5-0 out of 5 stars Classic!!!
A wonderful overview of the monumental role African people have played in history before the slave trade.Some of the topics in this book include Black Ancient Egypt, how the Greeks and the Romans revered Blacks and held black africans in such a positive light, Black African(MOORS) conquest of the Iberian peninsula (Spain and Portugal), the medieval West African kingdoms of Ghana, Mali, and Songhay who were world renown for their tremendous wealth and military power, and various other pertinent topics in African history.

I especially like the "Rape of Africa" chapter, as Du Bois provides a thorough explanation as to the devastating impact the slave trade had on Western and Central African civilizations/societies. He also discusses how the slave trade catapulted Europe ahead of the rest of the world in terms of wealth and power. They dont seem to teach this information in high schools.

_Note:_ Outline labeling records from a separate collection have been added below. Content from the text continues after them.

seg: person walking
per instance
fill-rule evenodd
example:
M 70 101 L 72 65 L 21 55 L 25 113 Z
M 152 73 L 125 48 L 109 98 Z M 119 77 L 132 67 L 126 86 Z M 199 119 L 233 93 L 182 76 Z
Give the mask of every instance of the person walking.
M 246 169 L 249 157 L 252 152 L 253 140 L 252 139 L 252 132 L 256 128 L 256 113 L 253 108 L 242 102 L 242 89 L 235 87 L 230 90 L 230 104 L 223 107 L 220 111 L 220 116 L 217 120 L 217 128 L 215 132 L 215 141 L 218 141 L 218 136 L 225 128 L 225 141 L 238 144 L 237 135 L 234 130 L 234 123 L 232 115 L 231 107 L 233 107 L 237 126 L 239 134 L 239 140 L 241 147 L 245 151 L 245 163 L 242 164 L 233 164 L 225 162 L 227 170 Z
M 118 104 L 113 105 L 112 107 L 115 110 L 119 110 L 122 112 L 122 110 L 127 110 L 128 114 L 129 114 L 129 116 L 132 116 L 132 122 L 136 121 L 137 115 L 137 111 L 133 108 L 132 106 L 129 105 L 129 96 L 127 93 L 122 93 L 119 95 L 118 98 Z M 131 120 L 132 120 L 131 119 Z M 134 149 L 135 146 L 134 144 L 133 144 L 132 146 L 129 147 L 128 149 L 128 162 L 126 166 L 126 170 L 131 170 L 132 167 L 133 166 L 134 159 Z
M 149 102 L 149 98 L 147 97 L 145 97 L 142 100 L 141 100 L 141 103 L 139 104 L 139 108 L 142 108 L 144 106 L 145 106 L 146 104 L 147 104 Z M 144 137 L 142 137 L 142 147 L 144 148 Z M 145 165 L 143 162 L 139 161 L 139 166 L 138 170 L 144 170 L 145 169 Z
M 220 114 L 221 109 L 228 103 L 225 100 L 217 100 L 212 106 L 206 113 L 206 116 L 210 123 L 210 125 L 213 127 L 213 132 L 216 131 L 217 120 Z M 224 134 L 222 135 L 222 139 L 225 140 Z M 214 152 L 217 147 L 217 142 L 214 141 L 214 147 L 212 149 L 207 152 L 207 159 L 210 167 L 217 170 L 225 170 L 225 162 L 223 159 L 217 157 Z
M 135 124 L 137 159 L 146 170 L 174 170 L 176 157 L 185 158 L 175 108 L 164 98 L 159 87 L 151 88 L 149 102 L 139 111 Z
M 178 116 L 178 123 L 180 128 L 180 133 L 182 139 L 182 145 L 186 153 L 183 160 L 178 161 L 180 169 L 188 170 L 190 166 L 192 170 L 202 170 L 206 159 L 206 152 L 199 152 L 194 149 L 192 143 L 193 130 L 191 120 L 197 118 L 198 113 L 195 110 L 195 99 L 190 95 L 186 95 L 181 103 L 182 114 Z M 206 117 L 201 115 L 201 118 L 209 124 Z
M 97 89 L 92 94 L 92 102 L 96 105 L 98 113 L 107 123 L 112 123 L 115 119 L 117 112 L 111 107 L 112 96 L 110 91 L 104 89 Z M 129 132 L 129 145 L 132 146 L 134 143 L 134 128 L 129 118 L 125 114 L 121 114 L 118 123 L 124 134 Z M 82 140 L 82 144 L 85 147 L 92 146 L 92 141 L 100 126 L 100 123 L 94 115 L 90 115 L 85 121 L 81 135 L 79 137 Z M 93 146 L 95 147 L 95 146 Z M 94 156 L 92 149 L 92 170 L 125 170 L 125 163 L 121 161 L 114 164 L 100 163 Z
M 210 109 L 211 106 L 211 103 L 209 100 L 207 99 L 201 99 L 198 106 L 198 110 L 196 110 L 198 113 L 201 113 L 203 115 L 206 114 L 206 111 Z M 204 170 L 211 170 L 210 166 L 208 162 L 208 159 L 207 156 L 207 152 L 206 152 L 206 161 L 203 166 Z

For those who want an introduction to Black African history and why people of African descent are struggling in the world today, this book is for you. This is probably the best introduction to Black African history book that I have ever read. Another book to read along with this book is J.A Roger's "Nature Knows no Color", a book that discusses many the same things that Du Bois addresses but provides better background information of each topic. We need to have both of these books read to all black people!

5-0 out of 5 stars Cornel West before Cornel West
This book further highlights the brilliance of W.E.B. DuBois. He masterfully articulates the contributions of Africa to the world, contributions that most people are not aware of. This is not the type of book that some people might classify as just another attempt to put a black face on history. To think that is not to know Dr. Dubois. This book is scholarship.

DuBois was the first African-American to receive a PhD. from Harvard University. His other education came from some of the best schools in the United States and Europe. His methods of research were more of a scientist than a historian or surveyor. It was through his meticulous methodolory that we have much of what we now call sociology. (His dissertation was entitled "The Suppression of the African Slave Trade", also in print.)Being of mixed heritage, DuBois experienced privilege and discrimination, all making him very critical of oppression and racism.

This book takes the reader back to some of the first encounters between Africa and Europe, highlighting many consequences of those encounters. He looked at the beginnings of civilization (in Ethiopia and the along the Nile Valley) and the inner workings of the slave trade. Kusha and Nubia are given a place in world history, as well as the kingdoms of Ghana, Mali and Songhai.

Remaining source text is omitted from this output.